“Power concedes nothing without a demand. It never did and it never will.” – Frederick Douglass

What is this blog about?

Short White Coat, Inc. is a collection of  thoughts, experiences, and opinions of  one physician-in-training on the complex relationship between medical and health insurance industry and medical practice. How do doctors learn to think? How do they learn to think about costs? How do they decide what treatments are best for you? How do corporations (and other special interests) influence their decisions?

vpowell

The face of a future American primary care physician!

Why blog about this?

Health care is, at its most basic, the art (and budding science) of caring for others. Yet over the past 30-40 years, it’s become increasingly entangled with corporate interests and attempts to maximize profits at the expense of compassion and common sense. It’s a complicated story that relates to many issues and is inseparable from the social, political, and economic climate in which it’s occurring. Now health care consumes almost 1/5 of our entire GDP, yet almost 20 million of us will still remain uninsured despite reform. As a nation, our health is average at best, trailing behind most industrialized countries on measures of infant mortality, lifespan, and other important indicators.

Being a medical student (Update: resident physician!) is a unique position – I am beginning to see the problems first hand, but I am not yet as personally invested in the system as a current practicing physician (although my student loan summary begs to differ, repayment is still a ways off in the horizon!)

Who are you?

I’m Victoria Powell, a post-graduate year 1 resident at a large academic center.
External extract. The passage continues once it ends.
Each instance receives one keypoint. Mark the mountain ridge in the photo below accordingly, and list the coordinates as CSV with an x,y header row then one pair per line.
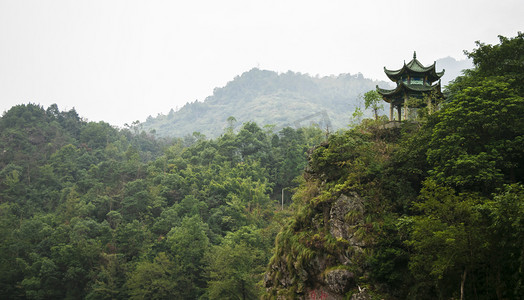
x,y
278,99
The views represented here are entirely my own and do not represent ANY institution that I have been or are currently affiliated with.

What specialty are you going into?

Primary Care Internal Medicine

What would it mean for health care to be a human right and not a commodity?

To me, it would mean the provision of medically-necessary, evidence-based, compassionate care in an equitable fashion to all members of society. It would mean the end of the profit motive in medicine. No reform of health care is going to be successful without a difficult discussion of the fundamental conflict of interest that is inherent to relying on for-profit industries to lower our health care costs.  It would mean the introduction of a single-payer, publicly funded system – like an improved Medicare, but for everyone.